Reed–Solomon error correction

Reed-Solomon error correction is a forward error correction code. It works by oversampling a polynomial constructed from the data. The polynomial is evaluated at several points, and these values are sent or recorded. Sampling the polynomial more often than is necessary makes the polynomial over-determined. As long as it receives "many" of the points correctly, the receiver can recover the original polynomial even in the presence of a "few" bad points.

Reed-Solomon codes are used in many different kinds of commercial applications, for example in CDs, DVDs and Blu-ray Discs, in data transmission technologies such as DSL & WiMAX, and broadcast systems such as DVB and ATSC. They are also used in QR codes.

Overview

Reed-Solomon codes are block codes. This means that a fixed block of input data is processed into a fixed block of output data. In the case of the most commonly used R-S code (255, 223) – 223 Reed-Solomon input symbols (each eight bits long) are encoded into 255 output symbols.

Most R-S ECC schemes are systematic. This means that some portion of the output codeword contains the input data in its original form.
A Reed-Solomon symbol size of eight bits was chosen because the decoders for larger symbol sizes would be difficult to implement with current technology. This design choice forces the longest codeword length to be 255 symbols.
The standard (255, 223) Reed-Solomon code is capable of correcting up to 16 Reed-Solomon symbol errors in each codeword. Since each symbol is actually eight bits, this means that the code can correct up to 16 short bursts of error due to the inner convolutional decoder.

The Reed-Solomon code, like the convolutional code, is a transparent code. This means that if the channel symbols have been inverted somewhere along the line, the decoders will still operate. The result will be the complement of the original data. However, the Reed-Solomon code loses its transparency if virtual zero fill is used. For this reason it is mandatory that the sense of the data (i.e., true or complemented) be resolved before Reed-Solomon decoding.

In the case of the Voyager program R-S codes reach near optimal performance when concatenated with the (7, 1/2) convolutional (Viterbi) inner code. Since two check symbols are required for each error to be corrected, this results in a total of 32 check symbols and 223 information symbols per codeword.

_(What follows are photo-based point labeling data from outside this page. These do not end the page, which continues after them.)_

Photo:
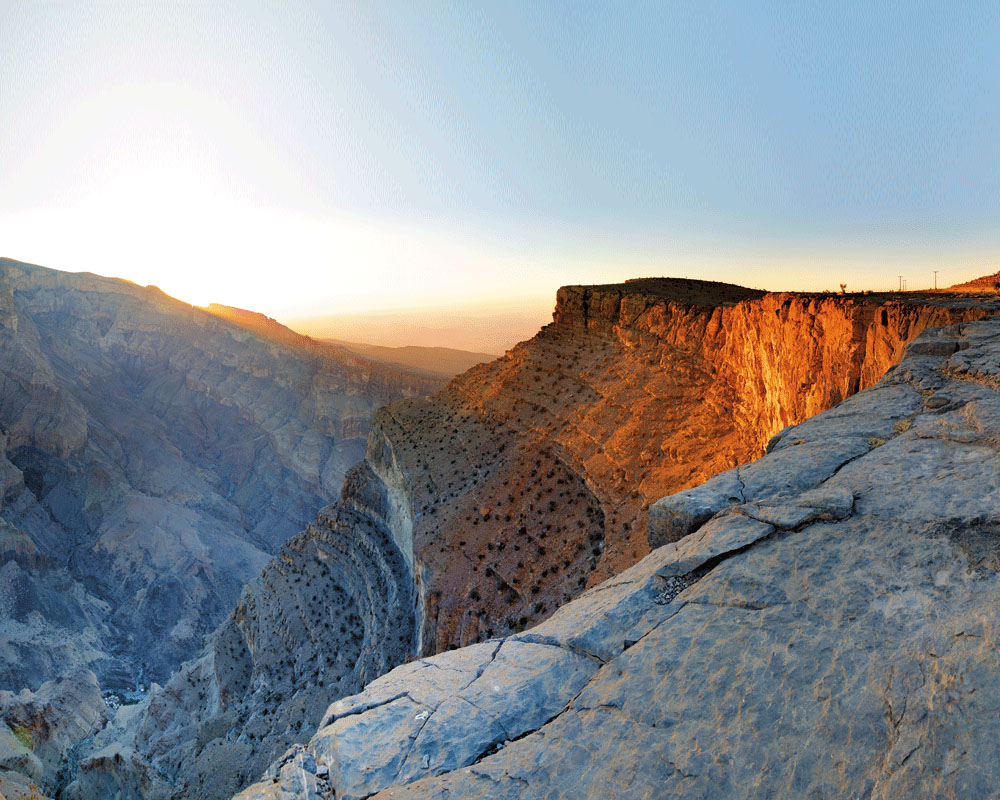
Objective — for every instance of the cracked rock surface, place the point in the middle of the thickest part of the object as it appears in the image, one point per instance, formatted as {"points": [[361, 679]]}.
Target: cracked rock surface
{"points": [[831, 630]]}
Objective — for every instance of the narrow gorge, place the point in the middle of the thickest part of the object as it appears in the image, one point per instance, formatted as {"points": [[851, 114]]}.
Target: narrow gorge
{"points": [[153, 458], [480, 510]]}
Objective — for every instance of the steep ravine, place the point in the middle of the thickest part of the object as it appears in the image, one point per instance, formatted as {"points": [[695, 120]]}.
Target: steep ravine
{"points": [[827, 627], [480, 510], [530, 477], [153, 459]]}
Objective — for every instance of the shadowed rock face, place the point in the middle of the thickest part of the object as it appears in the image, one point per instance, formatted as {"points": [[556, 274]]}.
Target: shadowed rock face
{"points": [[529, 478], [830, 631], [152, 459], [485, 507], [331, 613]]}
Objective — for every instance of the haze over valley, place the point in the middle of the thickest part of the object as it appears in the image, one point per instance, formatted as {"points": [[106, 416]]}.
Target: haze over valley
{"points": [[462, 402]]}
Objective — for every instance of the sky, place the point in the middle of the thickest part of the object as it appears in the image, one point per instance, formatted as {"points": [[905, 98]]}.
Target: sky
{"points": [[319, 158]]}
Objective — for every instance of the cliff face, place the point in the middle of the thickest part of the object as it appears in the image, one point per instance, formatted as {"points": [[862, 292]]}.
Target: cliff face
{"points": [[331, 613], [829, 630], [152, 459], [529, 478], [504, 496]]}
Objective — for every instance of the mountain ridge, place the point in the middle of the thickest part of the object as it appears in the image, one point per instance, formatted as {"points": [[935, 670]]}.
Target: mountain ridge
{"points": [[486, 555]]}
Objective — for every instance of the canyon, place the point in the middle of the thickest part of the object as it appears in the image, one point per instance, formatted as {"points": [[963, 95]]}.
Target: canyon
{"points": [[487, 522], [480, 510], [823, 624], [153, 458]]}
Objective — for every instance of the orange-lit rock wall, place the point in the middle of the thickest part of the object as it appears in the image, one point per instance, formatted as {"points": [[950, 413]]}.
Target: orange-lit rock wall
{"points": [[527, 479]]}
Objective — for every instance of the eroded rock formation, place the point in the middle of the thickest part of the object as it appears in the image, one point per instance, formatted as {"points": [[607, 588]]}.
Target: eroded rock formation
{"points": [[153, 458], [825, 626], [528, 479], [510, 492]]}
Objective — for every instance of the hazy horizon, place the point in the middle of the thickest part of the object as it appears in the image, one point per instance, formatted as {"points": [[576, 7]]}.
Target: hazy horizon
{"points": [[307, 160]]}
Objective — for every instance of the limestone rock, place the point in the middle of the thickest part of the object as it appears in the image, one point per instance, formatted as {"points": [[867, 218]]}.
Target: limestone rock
{"points": [[152, 458], [529, 479], [14, 786], [834, 636]]}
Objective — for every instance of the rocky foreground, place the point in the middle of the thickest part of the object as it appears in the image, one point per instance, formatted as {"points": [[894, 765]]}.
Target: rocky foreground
{"points": [[826, 624], [479, 511], [153, 458]]}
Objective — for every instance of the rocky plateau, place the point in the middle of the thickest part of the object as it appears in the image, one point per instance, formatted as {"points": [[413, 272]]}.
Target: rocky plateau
{"points": [[820, 622], [480, 510], [153, 458]]}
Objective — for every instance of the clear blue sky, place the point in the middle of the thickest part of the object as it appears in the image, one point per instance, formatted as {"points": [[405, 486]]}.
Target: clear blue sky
{"points": [[394, 154]]}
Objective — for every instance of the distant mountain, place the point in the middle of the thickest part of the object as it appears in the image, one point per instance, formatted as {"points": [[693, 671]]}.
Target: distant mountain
{"points": [[445, 362], [987, 283], [152, 458], [441, 363], [476, 330]]}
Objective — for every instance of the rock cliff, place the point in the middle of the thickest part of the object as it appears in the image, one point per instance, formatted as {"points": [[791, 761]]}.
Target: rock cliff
{"points": [[515, 489], [821, 623], [528, 479], [152, 459]]}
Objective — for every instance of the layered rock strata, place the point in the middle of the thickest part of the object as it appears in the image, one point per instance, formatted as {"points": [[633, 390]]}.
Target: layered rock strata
{"points": [[153, 458], [529, 478], [330, 614], [829, 630]]}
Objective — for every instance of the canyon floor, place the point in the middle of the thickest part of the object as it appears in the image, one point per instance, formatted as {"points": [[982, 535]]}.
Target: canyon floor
{"points": [[539, 523], [824, 624]]}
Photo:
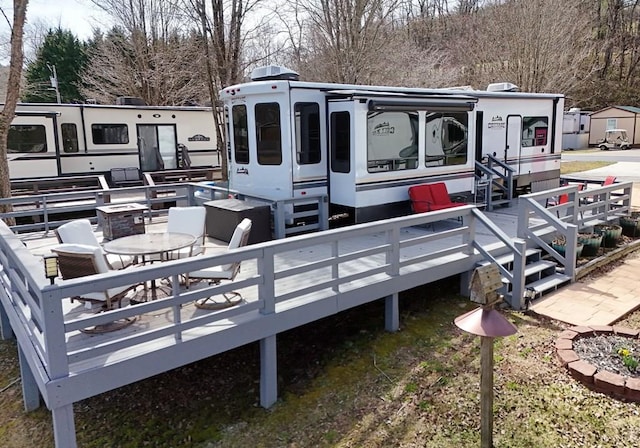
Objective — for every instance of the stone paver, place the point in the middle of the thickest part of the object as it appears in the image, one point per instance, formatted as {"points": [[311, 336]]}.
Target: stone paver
{"points": [[601, 301]]}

In addition, the Reed-Solomon codewords can be interleaved on a symbol basis before being convolutionally encoded. Since this separates the symbols in a codeword, it becomes less likely that a burst from the Viterbi decoder disturbs more than one Reed-Solomon symbol in any one codeword.

Basic idea

The key idea behind a Reed-Solomon code is that the data encoded is first visualized as a polynomial. The code relies on a theorem from algebra that states that any k distinct points uniquely determine a polynomial of degree at most k-1.

The sender determines a degree $k-1$ polynomial, over a finite field, that represents the $k$ data points. The polynomial is then "encoded" by its evaluation at various points, and these values are what is actually sent. During transmission, some of these values may become corrupted. Therefore, more than k points are actually sent. As long as enough values are received correctly, the receiver can deduce what the original polynomial was, and decode the original data.

In the same sense that one can correct a curve by interpolating past a gap, a Reed-Solomon code can bridge a series of errors in a block of data to recover the coefficients of the polynomial that drew the original curve.

History

The code was invented in 1960 by Irving S. Reed and Gustave Solomon, who were then members of MIT Lincoln Laboratory. Their seminal article was entitled "Polynomial Codes over Certain Finite Fields." When it was written, digital technology was not advanced enough to implement the concept. The first application, in 1982, of RS codes in mass-produced products was the compact disc, where two interleaved RS codes are used. An efficient decoding algorithm for large-distance RS codes was developed by Elwyn Berlekamp and James Massey in 1969. Today RS codes are used in hard disk drive, DVD, telecommunication, and digital broadcast protocols.